I don’t have much in the way of numbers to go on, but Rewrite seemed to do fine in sales according to Wikipedia. That means Key is on their seventh year of not doing much of anything. I can’t imagine them having the greatest of times, so something drastic will happen if Hot Pockets doesn’t do really well. And that’s in terms of Japan! We can’t say if the steam releases have actually been successful, and they supposedly have two more going currently. I think the game should show results in Japan before they even consider bringing it here.
Now if it does prove profitable in Japan, we get to my second issue with the game in that I think it may be too inherently Japanese to appeal to a western audience, and localization may prove difficult.
On a pure text level, this game seems easier than previous titles. The trickiest device I came across was 浸る. It means to be submerged, but it’s used in a literal sense and a metaphorical sense. The literal was when Hairi talks about how being in water makes him sick. The metaphorical–which is way more frequent–is about Hairi doing his depressing monologues. You’d probably have to do something with the phrase “sunk in thought” to make this work in English. Again, that’s not too bad considering other bullshit that’s been translated before. What concerns me much more are the themes of the story.
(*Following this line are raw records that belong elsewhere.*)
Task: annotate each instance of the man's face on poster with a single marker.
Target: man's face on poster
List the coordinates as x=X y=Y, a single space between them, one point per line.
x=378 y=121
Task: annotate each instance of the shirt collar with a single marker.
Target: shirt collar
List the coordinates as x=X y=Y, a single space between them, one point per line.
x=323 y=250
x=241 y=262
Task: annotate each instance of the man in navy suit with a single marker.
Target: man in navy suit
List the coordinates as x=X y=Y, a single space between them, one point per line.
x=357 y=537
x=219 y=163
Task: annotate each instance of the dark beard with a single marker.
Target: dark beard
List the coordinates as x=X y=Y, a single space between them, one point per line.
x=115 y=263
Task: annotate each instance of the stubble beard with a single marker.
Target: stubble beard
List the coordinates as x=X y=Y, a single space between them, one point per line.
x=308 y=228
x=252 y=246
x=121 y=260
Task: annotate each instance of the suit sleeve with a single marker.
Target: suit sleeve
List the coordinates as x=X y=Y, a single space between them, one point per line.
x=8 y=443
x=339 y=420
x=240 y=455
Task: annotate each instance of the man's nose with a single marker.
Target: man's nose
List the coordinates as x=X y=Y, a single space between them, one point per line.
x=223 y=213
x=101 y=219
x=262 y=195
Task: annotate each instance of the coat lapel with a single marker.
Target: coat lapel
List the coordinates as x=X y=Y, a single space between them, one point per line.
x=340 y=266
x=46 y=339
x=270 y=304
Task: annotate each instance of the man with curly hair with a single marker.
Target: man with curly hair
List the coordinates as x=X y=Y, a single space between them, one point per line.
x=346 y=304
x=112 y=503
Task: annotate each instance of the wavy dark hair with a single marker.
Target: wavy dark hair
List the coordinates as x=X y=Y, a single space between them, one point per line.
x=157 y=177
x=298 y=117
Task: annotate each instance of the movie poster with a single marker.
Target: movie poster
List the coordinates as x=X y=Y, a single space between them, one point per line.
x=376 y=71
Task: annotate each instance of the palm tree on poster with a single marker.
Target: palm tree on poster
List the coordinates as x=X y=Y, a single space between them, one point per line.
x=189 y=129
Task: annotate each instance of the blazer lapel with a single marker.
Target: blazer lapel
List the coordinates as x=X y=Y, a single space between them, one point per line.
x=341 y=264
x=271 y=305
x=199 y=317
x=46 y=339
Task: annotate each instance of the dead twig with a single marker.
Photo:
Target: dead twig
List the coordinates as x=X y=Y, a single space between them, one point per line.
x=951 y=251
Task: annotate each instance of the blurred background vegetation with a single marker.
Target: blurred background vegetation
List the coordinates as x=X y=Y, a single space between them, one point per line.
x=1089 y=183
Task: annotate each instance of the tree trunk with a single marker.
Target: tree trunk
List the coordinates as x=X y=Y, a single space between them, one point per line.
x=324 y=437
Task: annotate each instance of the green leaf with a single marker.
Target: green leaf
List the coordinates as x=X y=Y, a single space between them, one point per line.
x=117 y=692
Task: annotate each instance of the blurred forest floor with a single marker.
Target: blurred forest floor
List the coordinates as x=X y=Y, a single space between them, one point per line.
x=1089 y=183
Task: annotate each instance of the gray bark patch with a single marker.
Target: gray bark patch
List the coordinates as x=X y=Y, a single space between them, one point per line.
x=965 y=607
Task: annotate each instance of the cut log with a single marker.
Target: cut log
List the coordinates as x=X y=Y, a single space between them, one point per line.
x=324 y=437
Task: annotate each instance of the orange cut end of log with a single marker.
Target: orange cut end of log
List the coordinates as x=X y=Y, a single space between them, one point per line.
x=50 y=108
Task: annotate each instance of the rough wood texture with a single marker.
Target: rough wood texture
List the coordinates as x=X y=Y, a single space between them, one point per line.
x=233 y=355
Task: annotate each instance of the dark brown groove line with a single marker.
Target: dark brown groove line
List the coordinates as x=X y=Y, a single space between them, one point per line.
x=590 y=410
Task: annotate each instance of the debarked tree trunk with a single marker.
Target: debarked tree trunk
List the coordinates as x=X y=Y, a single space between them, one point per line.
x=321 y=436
Key have gone on endlessly about how the story is about nostalgia and summer memories, and their aim seems to be a romanticised, nostalgic look on this ideal Japanese summer vacation. Lots of works aim to evoke nostalgia; we have the 80’s nerd nostalgia in Stranger Things, and the 70’s-80’s anime nostalgia in Megalo Box. Anyone can feel nostalgic, but the things that make us feel it will vary greatly. About that let’s play I mentioned, that guy constantly brings up personal experiences relating to what the text is talking about. I can’t do that. The best I can do is think of anime tropes and google references. Obviously all key works are by and for Japanese people, but themes of love, family, and friendship are universal; nostalgia is much more narrow. I could be worrying for nothing, but it will come down to how well the story works if someone isn’t captured by the atmosphere.